Snapchat Chat Gives Brands Direct Line to Consumers
Snapchat’s new text and video feature will enable brands to further engage with their audiences. It also opens up opportunities for ad targeting, experts say.
Snapchat’s new text and video feature will enable brands to further engage with their audiences. It also opens up opportunities for ad targeting, experts say.
Disappearing photo-messaging app Snapchat has revealed Chat, a text/video feature that claims to add presence to conversations.
To chat with a friend on Snapchat, users swipe right on a friend’s name in their inboxes. When a user leaves the chat screen, messages will be cleared, but either participant can tap or screenshot to save anything they’d like to keep. Snapchat will alert users when friends are in the chat. If both are present, users can press and hold to share live video and chat face to face.
“There’s nothing like knowing you have the full attention of your friend while you’re chatting,” Snapchat says in a blog post.
Snapchat’s Chat update could be good news for brands who might be able to use the feature to speak directly to consumers. According to Tom Buontempo, chief business development officer and co-founder of kbs+ Content Labs, the live video chat feature extends direct communication between brands and individual customers in “the most transparent, open way I’ve seen to date. It’s essentially a FaceTime or Skype between brand and customer.”
In an email, Buontempo writes that as communication evolves, brands are challenged to move quickly and to communicate with their fans and followers in a way that balances fans’ one-to-one behavior with the scale they need to operate.

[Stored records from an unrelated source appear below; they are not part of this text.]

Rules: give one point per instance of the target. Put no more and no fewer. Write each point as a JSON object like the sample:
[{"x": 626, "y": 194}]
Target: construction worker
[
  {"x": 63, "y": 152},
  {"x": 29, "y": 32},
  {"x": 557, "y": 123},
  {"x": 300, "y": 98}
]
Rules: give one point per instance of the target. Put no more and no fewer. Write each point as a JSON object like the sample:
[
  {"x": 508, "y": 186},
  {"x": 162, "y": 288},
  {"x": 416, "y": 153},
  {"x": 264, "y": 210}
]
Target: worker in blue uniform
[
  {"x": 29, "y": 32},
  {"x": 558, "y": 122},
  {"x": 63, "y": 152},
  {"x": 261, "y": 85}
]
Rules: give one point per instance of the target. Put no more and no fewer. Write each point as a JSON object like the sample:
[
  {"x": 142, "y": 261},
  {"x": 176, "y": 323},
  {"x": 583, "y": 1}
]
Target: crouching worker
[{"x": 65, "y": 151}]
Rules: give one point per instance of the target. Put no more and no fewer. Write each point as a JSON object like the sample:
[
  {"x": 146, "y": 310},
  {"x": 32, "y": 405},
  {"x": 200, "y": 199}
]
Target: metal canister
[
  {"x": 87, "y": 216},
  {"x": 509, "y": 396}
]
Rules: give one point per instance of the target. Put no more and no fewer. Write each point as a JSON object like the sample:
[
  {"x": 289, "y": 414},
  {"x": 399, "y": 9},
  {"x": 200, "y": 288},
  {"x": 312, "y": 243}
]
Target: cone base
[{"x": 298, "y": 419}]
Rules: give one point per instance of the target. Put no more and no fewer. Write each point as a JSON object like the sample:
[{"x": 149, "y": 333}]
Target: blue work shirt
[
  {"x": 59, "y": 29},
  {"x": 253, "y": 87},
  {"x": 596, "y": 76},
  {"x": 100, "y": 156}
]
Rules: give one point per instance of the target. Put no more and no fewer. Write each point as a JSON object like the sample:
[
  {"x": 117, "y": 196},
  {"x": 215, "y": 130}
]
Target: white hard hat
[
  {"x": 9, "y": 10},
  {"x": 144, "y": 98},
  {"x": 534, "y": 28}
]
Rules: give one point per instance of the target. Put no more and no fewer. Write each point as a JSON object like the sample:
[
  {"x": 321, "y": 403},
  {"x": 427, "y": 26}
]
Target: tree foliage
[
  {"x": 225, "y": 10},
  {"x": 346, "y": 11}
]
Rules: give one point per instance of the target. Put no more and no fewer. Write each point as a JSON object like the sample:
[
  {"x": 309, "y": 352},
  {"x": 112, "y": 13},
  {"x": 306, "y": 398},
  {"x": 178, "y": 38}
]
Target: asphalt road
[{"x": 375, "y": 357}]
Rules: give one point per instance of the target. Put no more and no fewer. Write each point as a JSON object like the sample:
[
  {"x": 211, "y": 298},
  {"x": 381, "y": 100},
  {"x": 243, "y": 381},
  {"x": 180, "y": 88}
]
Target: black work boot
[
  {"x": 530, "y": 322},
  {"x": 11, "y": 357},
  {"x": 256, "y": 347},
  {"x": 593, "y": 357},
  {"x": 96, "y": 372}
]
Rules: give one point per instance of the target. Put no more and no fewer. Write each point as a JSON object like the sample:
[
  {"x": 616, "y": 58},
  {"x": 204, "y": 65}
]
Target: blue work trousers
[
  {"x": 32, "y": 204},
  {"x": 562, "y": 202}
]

“However, unless Snapchat finds a way to scale video chat (a la Google Hangout), I’d expect brands to try and create alternate means of adding value to their fans’ existing video chats with things like backgrounds, stickers, etc. That said, it does make for an interesting customer service tool,” Buontempo writes.

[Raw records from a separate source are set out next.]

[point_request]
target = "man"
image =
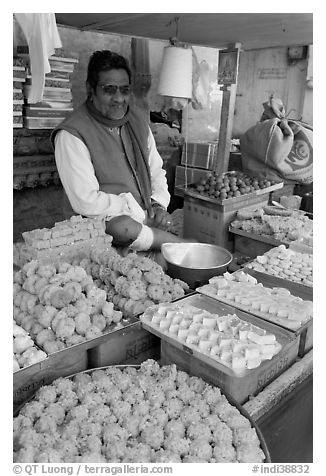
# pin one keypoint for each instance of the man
(108, 162)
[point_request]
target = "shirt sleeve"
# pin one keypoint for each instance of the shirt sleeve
(160, 191)
(81, 185)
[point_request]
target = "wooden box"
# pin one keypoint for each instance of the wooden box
(250, 244)
(208, 221)
(60, 364)
(201, 154)
(239, 386)
(297, 289)
(132, 345)
(187, 175)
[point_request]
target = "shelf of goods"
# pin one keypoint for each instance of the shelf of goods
(284, 303)
(207, 219)
(146, 413)
(78, 298)
(210, 340)
(257, 231)
(57, 99)
(125, 342)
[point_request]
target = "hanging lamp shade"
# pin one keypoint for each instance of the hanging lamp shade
(176, 72)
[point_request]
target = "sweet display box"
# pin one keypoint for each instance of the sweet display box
(239, 385)
(297, 289)
(130, 344)
(207, 220)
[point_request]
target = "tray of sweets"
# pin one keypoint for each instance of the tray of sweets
(257, 446)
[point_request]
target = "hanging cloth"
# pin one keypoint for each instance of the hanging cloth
(42, 36)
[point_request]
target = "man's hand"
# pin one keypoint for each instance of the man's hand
(158, 217)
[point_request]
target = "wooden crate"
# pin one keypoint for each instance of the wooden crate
(209, 222)
(60, 364)
(297, 289)
(186, 174)
(250, 244)
(133, 345)
(239, 386)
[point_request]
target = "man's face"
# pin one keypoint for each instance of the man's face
(112, 102)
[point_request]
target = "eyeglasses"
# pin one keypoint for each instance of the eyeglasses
(111, 89)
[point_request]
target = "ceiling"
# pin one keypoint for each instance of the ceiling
(217, 30)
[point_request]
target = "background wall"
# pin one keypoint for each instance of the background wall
(263, 72)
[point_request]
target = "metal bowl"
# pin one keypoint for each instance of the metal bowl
(195, 263)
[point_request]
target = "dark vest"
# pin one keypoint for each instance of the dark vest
(112, 154)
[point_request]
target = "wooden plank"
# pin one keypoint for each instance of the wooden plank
(226, 125)
(280, 387)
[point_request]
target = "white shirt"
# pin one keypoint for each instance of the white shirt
(82, 188)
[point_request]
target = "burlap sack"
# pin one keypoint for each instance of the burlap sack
(278, 150)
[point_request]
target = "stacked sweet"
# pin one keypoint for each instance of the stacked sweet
(282, 225)
(60, 306)
(274, 304)
(227, 339)
(24, 349)
(150, 415)
(133, 283)
(65, 236)
(285, 263)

Esha Shah, manager of mobile strategy and innovation at mobile marketing agency Fetch, says the new functionalities prove Snapchat is moving away from being merely a social platform and into communications and messaging, similar to cross-platform mobile messaging app WhatsApp. It is another way of monetizing the platform, she notes, and opens up opportunities for innovation such as group chat on mobile or sharing digital multimedia.
“As Snapchat looks to monetize, in-app purchases will come first, as they continue to innovate and create services users will want to pay for. This is a trend that will continue to develop as major players within the messaging space start to develop a range of services that move beyond just communications, including social gaming integration, payment tools, and utilities that integrate into a user’s lifestyle,” Shah says.
Shah also says the new features mean Snapchat will be able to collect data on users, which will allow for ad targeting, which has proven to be more effective and provide a higher return on investment (ROI) for brands than traditional mass branding.